Não pretendo fazer aqui uma análise exaustiva de toda a Tese, mas tão somente alguns pontos que me pareceram relevantes para a demonstração da existência de racismo.
Na introdução, nas páginas 8 e 10, são apresentados os seguintes dados:
A forma de expressão aqui reproduzida, impensável nos nossos dias, ilustra a forma de pensar de algumas pessoas naquela época e anteriormente.
No capítulo 1, depois de ser feito um elogio a Teixeira Pinto pela “luta pacificadora” levada a cabo por ele, é dito que: “Como povos vassalos do Governo português lhes foram sucessivamente sendo lançados impostos que os levaram ao trabalho, …”. Naquele capítulo é feita uma resenha da forma de subjugação/exploração dos guineenses e as consequências da travessia da fronteira franco-portuguesa (actual Senegal) conforme eram mais ou menos explorados de um ou do outro lado da fronteira, concluindo que “Aquela fronteira terrestre franco-portuguesa é, pois, só para a gente branca, nada tendo com ela a gente preta!…”.
É interessante ler o capítulo 2, o qual começa por dizer que: “Os indígenas portugueses, hoje absolutamente pacificados e obedientes, são párias, com receio ilegítimo do mau trato das autoridades públicas, … … à semelhança de qualquer animal doméstico, logo que se aproximam das pessoas brancas que bem os tratam, jamais se afastam.” Aqui os negros eram literalmente comparados a animais, não eram considerados como pessoas. Não esqueçamos que os próprios brancos nascidos nas colónias eram considerados brancos de segunda.

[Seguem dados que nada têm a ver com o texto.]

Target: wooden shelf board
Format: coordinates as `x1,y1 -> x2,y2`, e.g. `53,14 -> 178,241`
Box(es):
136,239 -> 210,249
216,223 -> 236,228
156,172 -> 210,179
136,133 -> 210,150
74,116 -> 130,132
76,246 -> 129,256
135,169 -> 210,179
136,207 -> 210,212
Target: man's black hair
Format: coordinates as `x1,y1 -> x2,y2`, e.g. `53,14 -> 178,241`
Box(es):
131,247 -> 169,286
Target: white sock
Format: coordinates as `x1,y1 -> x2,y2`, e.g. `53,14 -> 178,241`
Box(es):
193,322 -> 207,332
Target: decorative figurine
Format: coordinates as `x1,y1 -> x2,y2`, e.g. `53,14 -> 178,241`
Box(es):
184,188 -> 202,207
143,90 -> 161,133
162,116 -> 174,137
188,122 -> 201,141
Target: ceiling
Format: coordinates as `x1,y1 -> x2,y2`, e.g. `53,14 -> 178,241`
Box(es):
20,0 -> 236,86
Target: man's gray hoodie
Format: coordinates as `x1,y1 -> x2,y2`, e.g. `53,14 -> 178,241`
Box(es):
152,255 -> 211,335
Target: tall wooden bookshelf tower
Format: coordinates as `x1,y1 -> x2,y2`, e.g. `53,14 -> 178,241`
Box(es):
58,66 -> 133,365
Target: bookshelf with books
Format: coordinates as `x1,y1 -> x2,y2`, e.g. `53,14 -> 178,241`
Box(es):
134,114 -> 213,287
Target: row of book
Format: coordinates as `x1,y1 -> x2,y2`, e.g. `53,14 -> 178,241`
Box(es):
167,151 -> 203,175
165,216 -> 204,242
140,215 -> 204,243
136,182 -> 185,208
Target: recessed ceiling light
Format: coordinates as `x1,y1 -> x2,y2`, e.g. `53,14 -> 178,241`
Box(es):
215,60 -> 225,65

No capítulo 3 que trata da instrução profissional começa por afirmar que “Os indígenas da Colónia da Guiné Portuguesa, já absolutamente pacificados e obedientes, habitam a selva, ….”.
Esta é uma pequena amostra da forma de pensar e de actuar das ‘pessoas civilizadas’ que administravam aquela antiga colónia. Lendo as 70 páginas da tese apresentada, creio que posso afirmar, sem sombra de dúvida, que existia racismo e exploração das populações guineenses pelos colonos portugueses. Digo populações de propósito.
Nos capítulos seguintes são feitas propostas de reorganização económica da colónia face ao continente e a países terceiros. Quem se der ao trabalho de ler a obra Estrutura da Economia Mundial de Immanuel Wallerstein verá que a tese aqui em análise se enquadra perfeitamente no conceito de exploração dos países da periferia pelos países do centro, exposto por aquele autor.
O racismo, a xenofobia e a exclusão social estão bem patentes nos textos aqui transcritos sem estarem descontextualizados.
A todos aqueles que afirmam nunca ter existido racismo nem exploração nas antigas colónias portuguesas aconselho a que leiam mais e que sejam mais cautelosos nas suas afirmações perentórias em relação a este tema.
Não existem países racistas, existem é pessoas racistas e regimes políticos organizados de forma a que algumas pessoas beneficiem com o racismo. Não podemos esperar que o racismo deixe de existir nos próximos séculos porque é uma condição psicológica intrínseca de cada ser humano, temos é que reprimir as suas manifestações sociais.